Chapel manager Fred Barnes.
About a month ago, former Pavement guitarist Spiral Stairs (nee’ Scott Kannberg) came out of semi-seclusion from his home in Mexico to play to two sold-out shows at The Chapel. Working closely with the Mission District venue, Kannberg assembled an all-star cast of his friends to play, and the gigs featured he and Stephen Malkmus (and lovable stoner drummer Gary Young) playing Pavement songs live together for the first time since 2010.
Footage from those shows made their way to national music blogs like Pitchfork and Stereogum, and further cemented The Chapel’s reputation as a delightfully unpredictable venue — a place where something amazing could unfold before your eyes on any given night.
In a city filed with beloved local music venues, The Chapel has managed to claim an impressive foothold, despite celebrating just its fourth anniversary on October 4. Much of that has to do with its distinct collaboration with musicians, resulting in the kind of multi-night residencies that made the Spiral Stairs weekend so memorable.
“We’ve tried to shift away from just becoming the San Francisco tour stop for these musicians,” said Fred Barnes, The Chapel’s manager. “We came up with some ideas to work with artists and their management team to devise these residency programs, where musicians can perform in their own unique manner. We really like to work with the artist to achieve their vision for their show, and we have a lot of tools at our disposal. As long it doesn’t interfere with the audience’s experience, we’re game for whatever they suggest.”
These partnerships were borne out of stints like Real Estate’s three-night run of shows in June (while the band wasn’t on tour), a special 50th anniversary show for The Flamin’ Groovies in April, and back-to-back nights of Television playing improvised performances with Vetiver last month.
“We’re not part of a larger organization, and we’re not tied to any festivals, so we had to be creative to stand out,” said Barnes of the venue, which has already produced 60 sold-out shows this year.
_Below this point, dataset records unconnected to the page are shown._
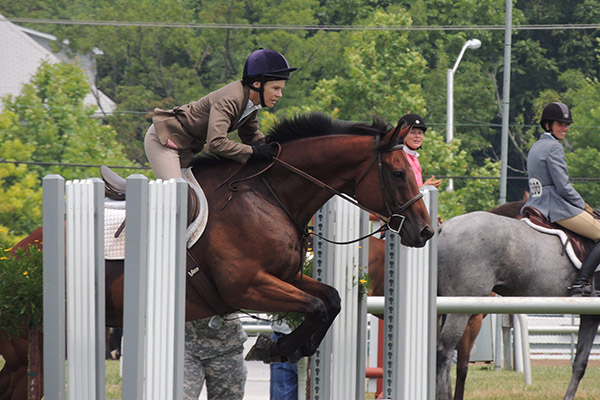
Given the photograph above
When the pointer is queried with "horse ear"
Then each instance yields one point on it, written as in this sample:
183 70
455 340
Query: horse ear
398 134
While being the largest music venue in the Mission District — a San Francisco neighborhood revered for its rich cultural history and vibrant artistic community — gives The Chapel an obvious appeal, the venue experienced some growing pains following its debut in 2012.
The owner of The Chapel, Jack Knowles, originally intended the venue to be the residency site for The Preservation Hall Jazz Band, the legendary New Orleans outfit named after a club in that city’s French Quarter. The site was even originally called Preservation Hall West at The Chapel.
And while The Chapel remains dedicated to showcasing New Orleans jazz and soul bands, management opted to drop the Preservation Hall West moniker shortly after opening.
“We kind of had to let the prevailing mood and culture dictate how we approached the club,” said Barnes. “We still love music from New Orleans, but it was about staying as relevant as possible and embracing what the community wanted.”
That Mission District community provided another set of challenges for the club. In a rapidly-changing city that is increasingly unaffordable for middle-class and working-class families, fears of gentrification are always heightened — particularly in the Mission, a neighborhood that has seen mass displacement of local residents.
Barnes said the venue worked closely with local residents and businesses to integrate itself within the community in a way that was respectful and open-ended. The Chapel has worked to support local galleries by showcasing artist works at the venue and has promoted nearby businesses to its patrons. It also features a bevy of free offerings — from jazz performances in its restaurants to televised sporting and political events at the main site — that it encourages residents to attend.
“Basically our number one thing, besides running the venue, is to integrate it into the community and make it something really positive,” said Barnes. “We spend a lot of time talking with these residents and inviting them to experience shows, and trying to make this place be something that is special for the Mission.”
It helps that The Chapel has a strong relationship with local artists. Barnes said he tries to showcase Bay Area bands whenever he can, and always hopes to include them on the billing with national acts touring the area. One of The Chapel’s closest cohorts is Thee Oh Sees, perhaps San Francisco’s most cherished once-local band. They’ve played more than a dozen times at The Chapel, and will be returning for a two-night residence later this month (that’s already sold out).
“Not only are Thee Oh Sees so important to the local scene, they’re only one of the best bands in the world,” Barnes said of Thee Oh Sees, who recorded a live album at The Chapel that was released earlier this year. “I cannot say enough about Jon (Dwyer, of The Oh Sees) — he’s the real deal. He’s a guy who just cares so much about and pays real close attention to the local scene. To have is stamp of approval, is as good a stamp as anyone’s.”
That kind of artist support has The Chapel optimistic about the future. “We’ve got some really cool things coming down the pipe,” said Barnes. “It’s definitely an exciting time to be part of this venue.”